Summary
Moody's Corporation (MCO) announced a significant restructuring plan on March 26, 2009, aimed at reducing costs in response to a strategic review and challenging global economic and market conditions. The company anticipates a restructuring charge of approximately $10 million to $16 million, with the majority to be recognized in the first quarter of 2009. This plan involves headcount reductions and the closure of offices in South Bend, Indiana, Indonesia, and Taiwan. Investors should note that the restructuring charge will result in cash outlays over the next twelve months. The plan entails a global headcount reduction of 120-170 positions, representing 3-4% of its workforce as of the end of 2008. While this indicates a proactive approach to cost management, it also signals the difficult operating environment faced by Moody's during this period.
Key Highlights
- 1Moody's Corporation approved a restructuring plan to reduce costs due to strategic review and weak economic conditions.

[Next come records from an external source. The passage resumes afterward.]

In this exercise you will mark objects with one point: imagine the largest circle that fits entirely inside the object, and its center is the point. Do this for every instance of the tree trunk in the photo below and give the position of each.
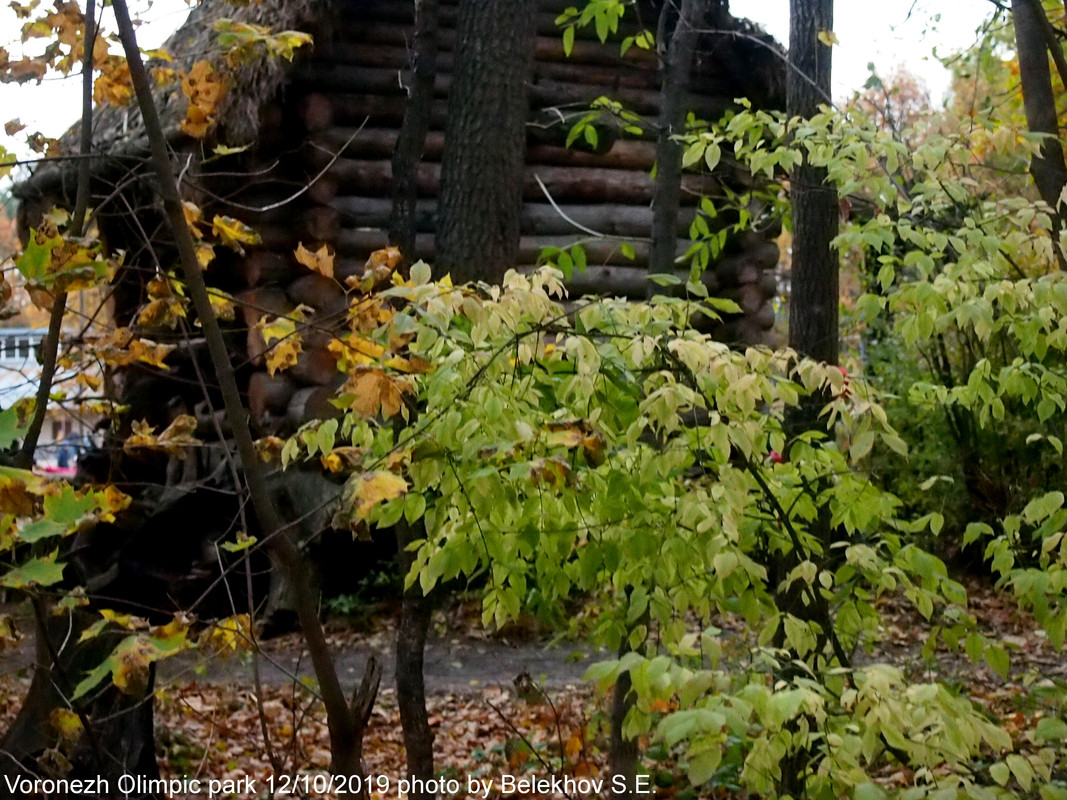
(1049, 171)
(813, 302)
(481, 174)
(677, 64)
(411, 141)
(121, 740)
(411, 685)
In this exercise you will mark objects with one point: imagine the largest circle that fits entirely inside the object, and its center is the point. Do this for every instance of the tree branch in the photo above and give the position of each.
(343, 728)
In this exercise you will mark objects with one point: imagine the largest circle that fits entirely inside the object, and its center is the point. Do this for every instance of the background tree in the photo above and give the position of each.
(481, 170)
(813, 284)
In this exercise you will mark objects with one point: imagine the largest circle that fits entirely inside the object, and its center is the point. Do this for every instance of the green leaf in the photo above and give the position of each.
(36, 258)
(94, 677)
(67, 508)
(1000, 773)
(41, 529)
(703, 764)
(35, 572)
(998, 659)
(1051, 729)
(663, 278)
(869, 792)
(10, 432)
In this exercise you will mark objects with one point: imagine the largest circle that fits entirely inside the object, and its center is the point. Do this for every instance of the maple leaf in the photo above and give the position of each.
(113, 85)
(174, 440)
(205, 90)
(65, 722)
(233, 233)
(161, 313)
(222, 304)
(283, 342)
(554, 473)
(129, 670)
(320, 260)
(229, 635)
(205, 254)
(370, 489)
(269, 447)
(16, 498)
(370, 390)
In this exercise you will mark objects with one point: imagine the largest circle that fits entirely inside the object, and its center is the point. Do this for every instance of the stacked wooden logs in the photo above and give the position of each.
(350, 98)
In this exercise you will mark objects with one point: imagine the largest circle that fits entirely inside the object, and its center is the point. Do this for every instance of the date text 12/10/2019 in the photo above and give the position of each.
(321, 784)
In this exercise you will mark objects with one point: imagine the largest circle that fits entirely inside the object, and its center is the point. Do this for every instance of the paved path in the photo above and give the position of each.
(455, 661)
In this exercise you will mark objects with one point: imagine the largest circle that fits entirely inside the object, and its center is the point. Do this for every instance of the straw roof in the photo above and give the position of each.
(757, 60)
(118, 132)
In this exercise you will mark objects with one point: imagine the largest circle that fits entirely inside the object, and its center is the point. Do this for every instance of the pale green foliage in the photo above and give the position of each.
(616, 452)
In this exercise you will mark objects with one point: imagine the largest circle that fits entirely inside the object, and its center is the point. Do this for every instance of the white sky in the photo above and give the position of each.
(888, 32)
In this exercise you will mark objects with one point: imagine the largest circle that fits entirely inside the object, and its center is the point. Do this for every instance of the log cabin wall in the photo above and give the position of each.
(334, 128)
(318, 184)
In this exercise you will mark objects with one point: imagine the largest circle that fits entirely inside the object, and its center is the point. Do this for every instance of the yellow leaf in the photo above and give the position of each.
(222, 304)
(113, 499)
(320, 260)
(234, 233)
(283, 342)
(370, 390)
(65, 722)
(205, 254)
(375, 488)
(129, 670)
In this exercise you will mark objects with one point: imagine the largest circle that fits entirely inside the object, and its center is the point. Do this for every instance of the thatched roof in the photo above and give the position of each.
(118, 131)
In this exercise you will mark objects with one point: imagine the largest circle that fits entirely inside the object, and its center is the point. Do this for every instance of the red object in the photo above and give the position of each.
(63, 472)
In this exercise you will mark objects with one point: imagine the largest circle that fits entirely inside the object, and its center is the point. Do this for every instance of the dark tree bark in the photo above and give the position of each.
(481, 172)
(411, 685)
(1032, 44)
(813, 310)
(677, 52)
(346, 722)
(411, 141)
(813, 302)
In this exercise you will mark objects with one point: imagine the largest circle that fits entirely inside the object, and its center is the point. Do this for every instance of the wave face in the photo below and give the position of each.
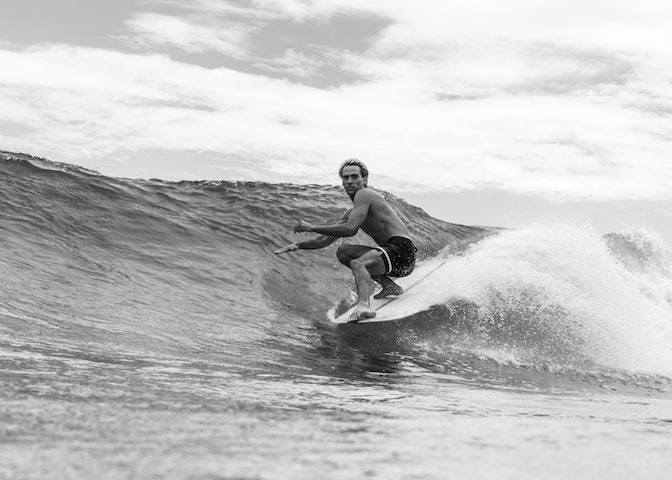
(120, 270)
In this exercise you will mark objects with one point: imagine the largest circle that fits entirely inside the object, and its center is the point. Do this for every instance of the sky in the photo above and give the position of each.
(481, 112)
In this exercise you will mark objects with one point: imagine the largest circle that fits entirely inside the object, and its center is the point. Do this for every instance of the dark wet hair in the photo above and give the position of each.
(364, 172)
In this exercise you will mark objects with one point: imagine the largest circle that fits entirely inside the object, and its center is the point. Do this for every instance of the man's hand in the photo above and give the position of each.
(302, 226)
(289, 248)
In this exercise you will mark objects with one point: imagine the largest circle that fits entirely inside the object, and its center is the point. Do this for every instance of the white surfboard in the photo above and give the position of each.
(410, 302)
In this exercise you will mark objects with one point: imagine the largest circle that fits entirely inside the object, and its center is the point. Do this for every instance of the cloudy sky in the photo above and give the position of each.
(481, 111)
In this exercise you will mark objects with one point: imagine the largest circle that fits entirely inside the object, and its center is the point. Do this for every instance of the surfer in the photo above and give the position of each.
(395, 255)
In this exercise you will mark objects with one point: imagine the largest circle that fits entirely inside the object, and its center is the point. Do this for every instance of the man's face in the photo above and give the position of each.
(352, 179)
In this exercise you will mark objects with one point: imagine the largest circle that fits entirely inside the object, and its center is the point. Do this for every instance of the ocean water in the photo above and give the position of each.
(147, 331)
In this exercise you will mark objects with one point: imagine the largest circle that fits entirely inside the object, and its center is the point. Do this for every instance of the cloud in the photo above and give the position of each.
(509, 95)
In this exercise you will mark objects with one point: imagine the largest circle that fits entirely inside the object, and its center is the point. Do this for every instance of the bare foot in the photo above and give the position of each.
(391, 289)
(362, 312)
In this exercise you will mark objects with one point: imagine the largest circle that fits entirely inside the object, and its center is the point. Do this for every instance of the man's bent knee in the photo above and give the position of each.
(343, 256)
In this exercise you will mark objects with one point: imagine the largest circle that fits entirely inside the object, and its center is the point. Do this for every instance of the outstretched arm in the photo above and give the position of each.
(348, 225)
(314, 243)
(311, 244)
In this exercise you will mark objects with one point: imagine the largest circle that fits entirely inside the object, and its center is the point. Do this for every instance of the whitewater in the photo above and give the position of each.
(147, 330)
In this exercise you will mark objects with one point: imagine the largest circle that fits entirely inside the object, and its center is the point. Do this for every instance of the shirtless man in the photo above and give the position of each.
(394, 257)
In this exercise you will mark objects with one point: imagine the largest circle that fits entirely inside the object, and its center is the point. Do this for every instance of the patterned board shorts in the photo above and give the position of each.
(399, 256)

- 2Estimated restructuring charge of $10-$16 million, with a majority booked in Q1 2009.
- 3Plan includes headcount reductions of 120-170 employees (3-4% of workforce).
- 4Office closures planned in South Bend, Indiana; Indonesia; and Taiwan.
- 5Restructuring charges will result in cash outlays over the next twelve months.
- 6Headcount reductions comprise $9-$12 million of the estimated charge.
- 7Other charges, including contract termination and potential divestitures, total $1-$4 million.